Мина не позволила себе рассмеяться над неуклюжим многословием Кина, хотя он почувствовал, что она больше чем удивлена. Его слова повисли в воздухе между ними; ему показалось, что их смысл медленно смешивался с запахом ее духов, но явно не улучшал их букета.

— Усилия? Какое интересное слово, мистер Кин. — Она опустилась в кресло перед окном, напомнив ему этим движением исполнение танца змеи… или настоящую кобру, сворачивающуюся кольцом. Было неестественно тихо, что говорило о полной звуконепроницаемости ее владений. Кин почему-то ожидал услышать приглушенную музыку, что-нибудь романтическое и строгое, исполняемое… вероятнее всего, на арфе.

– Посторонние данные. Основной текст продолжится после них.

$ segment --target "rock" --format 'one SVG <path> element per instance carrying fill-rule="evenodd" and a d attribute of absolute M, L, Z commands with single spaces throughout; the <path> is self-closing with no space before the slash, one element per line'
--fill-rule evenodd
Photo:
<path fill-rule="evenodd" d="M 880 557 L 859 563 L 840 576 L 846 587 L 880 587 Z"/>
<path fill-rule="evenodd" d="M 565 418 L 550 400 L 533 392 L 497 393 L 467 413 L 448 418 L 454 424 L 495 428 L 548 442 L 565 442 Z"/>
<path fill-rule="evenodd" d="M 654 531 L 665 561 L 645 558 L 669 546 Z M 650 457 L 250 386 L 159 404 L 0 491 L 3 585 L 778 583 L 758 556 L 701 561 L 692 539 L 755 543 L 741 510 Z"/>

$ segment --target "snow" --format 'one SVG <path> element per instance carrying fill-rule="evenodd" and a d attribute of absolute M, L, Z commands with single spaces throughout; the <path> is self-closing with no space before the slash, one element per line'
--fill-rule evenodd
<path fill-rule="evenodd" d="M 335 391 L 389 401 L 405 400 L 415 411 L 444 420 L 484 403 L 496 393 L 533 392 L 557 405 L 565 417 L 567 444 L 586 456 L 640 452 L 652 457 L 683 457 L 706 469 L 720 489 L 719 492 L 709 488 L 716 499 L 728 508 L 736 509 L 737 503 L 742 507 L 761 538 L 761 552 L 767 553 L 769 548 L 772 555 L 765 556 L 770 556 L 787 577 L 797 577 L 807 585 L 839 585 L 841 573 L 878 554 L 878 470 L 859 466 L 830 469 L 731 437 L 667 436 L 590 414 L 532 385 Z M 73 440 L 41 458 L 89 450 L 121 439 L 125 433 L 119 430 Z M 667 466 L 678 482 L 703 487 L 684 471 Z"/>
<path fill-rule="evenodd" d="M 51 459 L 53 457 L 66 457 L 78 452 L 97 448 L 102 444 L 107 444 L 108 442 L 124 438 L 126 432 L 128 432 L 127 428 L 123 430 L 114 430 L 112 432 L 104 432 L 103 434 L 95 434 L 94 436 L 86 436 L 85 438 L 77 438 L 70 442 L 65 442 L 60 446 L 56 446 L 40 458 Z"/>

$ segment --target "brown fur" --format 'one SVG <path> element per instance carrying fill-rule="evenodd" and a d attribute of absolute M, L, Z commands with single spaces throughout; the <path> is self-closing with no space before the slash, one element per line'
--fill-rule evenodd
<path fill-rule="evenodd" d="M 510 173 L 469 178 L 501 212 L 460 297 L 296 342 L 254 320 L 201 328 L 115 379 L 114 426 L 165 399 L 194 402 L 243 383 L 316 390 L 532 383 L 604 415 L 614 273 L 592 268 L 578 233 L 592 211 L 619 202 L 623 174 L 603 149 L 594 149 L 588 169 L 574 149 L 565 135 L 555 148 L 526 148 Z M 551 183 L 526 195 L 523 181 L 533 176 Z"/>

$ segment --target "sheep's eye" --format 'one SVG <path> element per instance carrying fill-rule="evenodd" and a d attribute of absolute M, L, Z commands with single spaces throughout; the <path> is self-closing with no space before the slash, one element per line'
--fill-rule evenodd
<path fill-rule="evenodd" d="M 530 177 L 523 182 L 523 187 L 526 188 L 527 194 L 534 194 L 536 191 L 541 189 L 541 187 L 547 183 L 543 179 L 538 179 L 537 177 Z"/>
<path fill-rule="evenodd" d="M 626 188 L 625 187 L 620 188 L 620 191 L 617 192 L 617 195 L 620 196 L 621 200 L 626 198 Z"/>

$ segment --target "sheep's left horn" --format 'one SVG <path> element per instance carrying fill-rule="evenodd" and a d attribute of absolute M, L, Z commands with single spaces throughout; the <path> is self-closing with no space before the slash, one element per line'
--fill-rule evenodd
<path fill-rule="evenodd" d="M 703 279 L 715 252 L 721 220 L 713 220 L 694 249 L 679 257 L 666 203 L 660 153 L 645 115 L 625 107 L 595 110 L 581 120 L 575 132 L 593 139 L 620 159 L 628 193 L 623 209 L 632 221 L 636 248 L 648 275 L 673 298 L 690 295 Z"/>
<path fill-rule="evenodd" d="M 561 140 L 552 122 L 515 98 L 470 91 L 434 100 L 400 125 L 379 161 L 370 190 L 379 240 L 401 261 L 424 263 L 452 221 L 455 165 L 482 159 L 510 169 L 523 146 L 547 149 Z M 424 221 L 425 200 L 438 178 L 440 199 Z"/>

— Возможно, — елейным голосом заговорил Кин, — джентльмен, с которым вы связаны, не вполне соответствует вашим потребностям. Существуют более тонкие вещи, чем богатство, которыми определяются взаимоотношения мужчины и женщины. Я располагаю убедительными свидетельствами существования другого джентльмена со средствами, который жаждет вашей компании. — Неплохо, подумал он. Исполнение отрепетированного текста прошло почти без изъяна; язык подвел его только на первом слове «джентльмен» — ничего удивительного, если учесть его личные чувства к мужчине, о котором шла речь, — Я готов гарантировать реальное вознаграждение по вашему усмотрению.

— Понимаю. — Мина отвернулась к окну, и теперь Кин мог видеть лишь очертание ее профиля: высокий лоб, небольшой прямой нос, округлые линии губ над классическим подбородком. — Так что же о мужчине, которого я должна оставить, мистер Кин? В чем вы видите проблему?

Теперь Кин порадовался отсутствию освещения, тому, что даже лунный свет мог выдать заигравшую на его лице лисью ухмылку. В жестокой борьбе с самим собой он победил и не допустил даже намека на игривость в тоне.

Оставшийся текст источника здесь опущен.